Benim hakkımda konuşmayı da dene.
Çok uzun zaman oldu,
Bu mekanı bulalı.
Sen iki ya da üç tane bulsan iyi edersin.
Biz insanlar olarak sadece etrafta dolaşıyoruz.
Kafalarımız yere sıkıca sabitlenmiş.
Neyi görmüyorsak,
O halde o şey gerçek olamaz.
Dokunmadığımız şeyi hissedemeyiz.
Yaşadığımız bu kasabada,
Güneş doğmaya geliyor ve batmaya gidiyor.
Ama günün sonunda ikisi de aynı yerde oluyor.
Ve biz de kandırıp yalan söylüyoruz.
Kimse de bunun yanlış olduğunu söylemiyor.
Ve biz de nedenini sormuyoruz.
Çünkü günün sonunda ikisi de aynı yola çıkıyor.
Biz de hepsini kenara atıyoruz,
Biz de hepsini kenara atıyoruz,
Biz de günün sonunda hepsini kenara atıyoruz.
Eğer buna ihtiyacın varsa,
Sana bir şeyler verebilirim.
Biliyorum ki, eğer yapabilirsem sana yardım etmek isterim.
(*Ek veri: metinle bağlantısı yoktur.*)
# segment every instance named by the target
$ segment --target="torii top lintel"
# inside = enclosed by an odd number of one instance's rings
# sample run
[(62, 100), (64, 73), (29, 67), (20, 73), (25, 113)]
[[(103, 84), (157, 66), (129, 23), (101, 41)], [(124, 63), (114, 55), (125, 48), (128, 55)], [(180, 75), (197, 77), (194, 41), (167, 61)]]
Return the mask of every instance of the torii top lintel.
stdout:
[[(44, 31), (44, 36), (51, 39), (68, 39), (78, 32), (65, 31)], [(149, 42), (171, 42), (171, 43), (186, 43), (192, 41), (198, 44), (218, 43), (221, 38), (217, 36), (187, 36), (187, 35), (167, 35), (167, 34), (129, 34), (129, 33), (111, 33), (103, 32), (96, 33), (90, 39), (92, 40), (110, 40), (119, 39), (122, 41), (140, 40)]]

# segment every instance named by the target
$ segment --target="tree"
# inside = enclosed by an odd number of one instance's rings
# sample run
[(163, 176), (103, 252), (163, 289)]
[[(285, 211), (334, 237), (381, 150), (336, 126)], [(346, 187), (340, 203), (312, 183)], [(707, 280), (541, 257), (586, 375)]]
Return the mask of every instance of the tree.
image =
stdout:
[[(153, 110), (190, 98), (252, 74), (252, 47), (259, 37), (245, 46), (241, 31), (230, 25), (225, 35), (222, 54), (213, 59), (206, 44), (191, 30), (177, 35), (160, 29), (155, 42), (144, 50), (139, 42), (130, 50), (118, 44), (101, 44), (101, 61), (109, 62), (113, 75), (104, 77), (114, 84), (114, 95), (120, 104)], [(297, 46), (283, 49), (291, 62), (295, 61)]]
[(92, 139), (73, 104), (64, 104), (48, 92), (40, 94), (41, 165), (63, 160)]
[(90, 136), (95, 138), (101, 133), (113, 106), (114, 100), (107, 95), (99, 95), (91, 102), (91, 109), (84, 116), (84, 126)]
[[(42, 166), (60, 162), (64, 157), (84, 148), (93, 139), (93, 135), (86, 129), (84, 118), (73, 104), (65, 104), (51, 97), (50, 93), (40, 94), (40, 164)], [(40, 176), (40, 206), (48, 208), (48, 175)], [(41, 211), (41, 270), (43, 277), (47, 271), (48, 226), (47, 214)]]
Eğer sen de dürüstsen ve yaptığını söylersen,
Bunu biliyorsun ki, sana ellerimi uzatabilirim.
Ya da hüzünlü bir şarkı,
Tenha bir mekanda.
Senin hakkında konuşmayı da deneyeceğim.
Bir omza mı ihtiyacın var? Pekala, eğer sorun buysa,
Biliyorsun ki yapamayacağım hiçbir şey yok.
Yaşadığımız bu kasabada,
Güneş doğmaya geliyor ve batmaya gidiyor.
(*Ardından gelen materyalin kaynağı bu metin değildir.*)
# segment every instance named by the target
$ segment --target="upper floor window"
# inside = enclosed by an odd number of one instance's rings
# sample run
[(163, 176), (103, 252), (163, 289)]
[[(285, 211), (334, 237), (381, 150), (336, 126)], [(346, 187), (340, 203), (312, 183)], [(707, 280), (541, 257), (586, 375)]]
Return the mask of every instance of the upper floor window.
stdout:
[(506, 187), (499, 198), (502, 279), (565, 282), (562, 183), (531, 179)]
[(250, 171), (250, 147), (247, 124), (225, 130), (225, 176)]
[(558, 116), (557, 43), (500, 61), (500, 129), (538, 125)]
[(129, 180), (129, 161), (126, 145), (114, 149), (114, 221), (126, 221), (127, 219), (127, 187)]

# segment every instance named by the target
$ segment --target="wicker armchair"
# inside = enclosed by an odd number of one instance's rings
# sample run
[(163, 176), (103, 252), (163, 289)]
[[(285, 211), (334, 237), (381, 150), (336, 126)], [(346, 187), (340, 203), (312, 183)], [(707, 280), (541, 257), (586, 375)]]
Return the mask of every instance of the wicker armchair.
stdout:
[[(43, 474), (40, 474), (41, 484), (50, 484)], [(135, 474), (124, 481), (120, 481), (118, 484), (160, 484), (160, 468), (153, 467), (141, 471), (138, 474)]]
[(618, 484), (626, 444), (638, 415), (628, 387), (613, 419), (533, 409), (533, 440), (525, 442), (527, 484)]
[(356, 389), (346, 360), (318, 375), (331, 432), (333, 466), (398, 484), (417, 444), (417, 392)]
Ama günün sonunda ikisi de aynı yerde oluyor.
Ve biz de kandırıp yalan söylüyoruz.
Kimse de bunun yanlış olduğunu söylemiyor.
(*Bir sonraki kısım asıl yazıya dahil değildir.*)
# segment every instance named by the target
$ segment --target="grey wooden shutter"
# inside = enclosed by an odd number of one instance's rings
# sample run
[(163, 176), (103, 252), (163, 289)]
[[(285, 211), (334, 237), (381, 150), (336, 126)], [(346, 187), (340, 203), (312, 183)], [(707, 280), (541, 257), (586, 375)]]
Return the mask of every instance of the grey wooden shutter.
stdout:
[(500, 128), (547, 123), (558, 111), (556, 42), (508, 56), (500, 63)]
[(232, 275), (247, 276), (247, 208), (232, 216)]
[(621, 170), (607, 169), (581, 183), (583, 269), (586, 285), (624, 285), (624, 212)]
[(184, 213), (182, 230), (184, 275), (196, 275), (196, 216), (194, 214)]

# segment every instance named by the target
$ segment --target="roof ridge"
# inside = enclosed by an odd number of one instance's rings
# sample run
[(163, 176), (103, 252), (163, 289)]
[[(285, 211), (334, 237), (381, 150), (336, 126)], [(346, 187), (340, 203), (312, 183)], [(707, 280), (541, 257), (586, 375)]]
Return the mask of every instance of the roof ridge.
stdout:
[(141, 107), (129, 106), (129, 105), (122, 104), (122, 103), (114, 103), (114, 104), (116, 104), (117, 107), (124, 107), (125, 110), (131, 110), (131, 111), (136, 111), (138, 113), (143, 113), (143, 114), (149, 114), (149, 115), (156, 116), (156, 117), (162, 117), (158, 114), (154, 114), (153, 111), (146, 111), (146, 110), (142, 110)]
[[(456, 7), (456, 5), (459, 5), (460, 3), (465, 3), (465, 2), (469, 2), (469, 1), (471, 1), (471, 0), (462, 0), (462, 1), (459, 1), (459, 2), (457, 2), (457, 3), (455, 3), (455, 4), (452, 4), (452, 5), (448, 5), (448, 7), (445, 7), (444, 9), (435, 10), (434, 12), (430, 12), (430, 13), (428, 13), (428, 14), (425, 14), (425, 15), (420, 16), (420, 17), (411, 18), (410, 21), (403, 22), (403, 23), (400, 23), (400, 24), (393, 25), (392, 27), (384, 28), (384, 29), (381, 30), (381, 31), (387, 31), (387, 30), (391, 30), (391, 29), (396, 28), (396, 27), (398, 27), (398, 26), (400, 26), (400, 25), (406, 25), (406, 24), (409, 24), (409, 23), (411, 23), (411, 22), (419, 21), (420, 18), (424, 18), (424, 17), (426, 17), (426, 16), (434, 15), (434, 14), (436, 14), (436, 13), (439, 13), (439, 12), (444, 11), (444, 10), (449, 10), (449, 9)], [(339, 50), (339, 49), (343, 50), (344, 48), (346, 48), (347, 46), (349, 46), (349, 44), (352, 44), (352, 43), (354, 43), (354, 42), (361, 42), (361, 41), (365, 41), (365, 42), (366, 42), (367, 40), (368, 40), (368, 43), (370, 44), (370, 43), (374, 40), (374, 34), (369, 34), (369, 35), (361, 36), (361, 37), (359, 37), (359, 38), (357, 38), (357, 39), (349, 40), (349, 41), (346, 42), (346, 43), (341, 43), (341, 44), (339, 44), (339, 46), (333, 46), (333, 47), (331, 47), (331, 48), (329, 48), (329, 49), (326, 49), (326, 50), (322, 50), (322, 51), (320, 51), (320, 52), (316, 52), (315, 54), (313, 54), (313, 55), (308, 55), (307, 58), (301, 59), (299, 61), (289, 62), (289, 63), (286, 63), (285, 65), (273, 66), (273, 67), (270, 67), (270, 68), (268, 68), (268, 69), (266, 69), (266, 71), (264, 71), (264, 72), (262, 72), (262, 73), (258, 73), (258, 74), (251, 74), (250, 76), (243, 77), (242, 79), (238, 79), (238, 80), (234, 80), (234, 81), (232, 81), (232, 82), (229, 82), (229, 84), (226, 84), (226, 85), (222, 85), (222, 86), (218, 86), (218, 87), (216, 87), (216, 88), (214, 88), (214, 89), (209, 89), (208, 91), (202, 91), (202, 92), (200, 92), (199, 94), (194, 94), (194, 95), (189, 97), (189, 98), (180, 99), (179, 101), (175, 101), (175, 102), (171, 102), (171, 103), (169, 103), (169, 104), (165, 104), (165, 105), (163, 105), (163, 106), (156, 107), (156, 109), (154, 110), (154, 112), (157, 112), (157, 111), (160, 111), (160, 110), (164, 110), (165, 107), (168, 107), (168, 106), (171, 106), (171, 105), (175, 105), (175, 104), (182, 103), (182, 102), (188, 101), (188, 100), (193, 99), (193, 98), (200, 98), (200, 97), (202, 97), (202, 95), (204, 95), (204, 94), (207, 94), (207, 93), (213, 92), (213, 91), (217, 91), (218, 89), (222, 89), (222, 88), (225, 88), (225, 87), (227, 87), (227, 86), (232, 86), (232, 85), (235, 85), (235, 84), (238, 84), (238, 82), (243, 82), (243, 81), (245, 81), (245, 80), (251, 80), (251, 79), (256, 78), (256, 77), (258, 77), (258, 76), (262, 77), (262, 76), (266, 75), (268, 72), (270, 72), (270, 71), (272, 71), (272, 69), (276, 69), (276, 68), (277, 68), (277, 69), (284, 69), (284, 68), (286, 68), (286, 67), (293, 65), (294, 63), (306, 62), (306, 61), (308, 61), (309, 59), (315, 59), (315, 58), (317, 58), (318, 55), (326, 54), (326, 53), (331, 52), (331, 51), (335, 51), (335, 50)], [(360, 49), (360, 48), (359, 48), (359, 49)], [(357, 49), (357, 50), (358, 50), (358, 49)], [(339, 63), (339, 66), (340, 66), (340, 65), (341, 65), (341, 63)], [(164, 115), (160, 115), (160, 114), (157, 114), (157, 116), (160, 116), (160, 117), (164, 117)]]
Ve biz de nedenini sormuyoruz.
Çünkü günün sonunda ikisi de aynı yola çıkıyor.
Hepsini bir kenara atma.
Hepsini bir kenara atma.
Hepsini bir kenara atma.
Hepsini bir kenara atma.
Hepsini kenara at.
Hepsini kenara at.
Hepsini kenara at.
Hepsini kenara at.
Hepsini kenara at.
Günün sonunda hepsini bir kenara atıyorsun.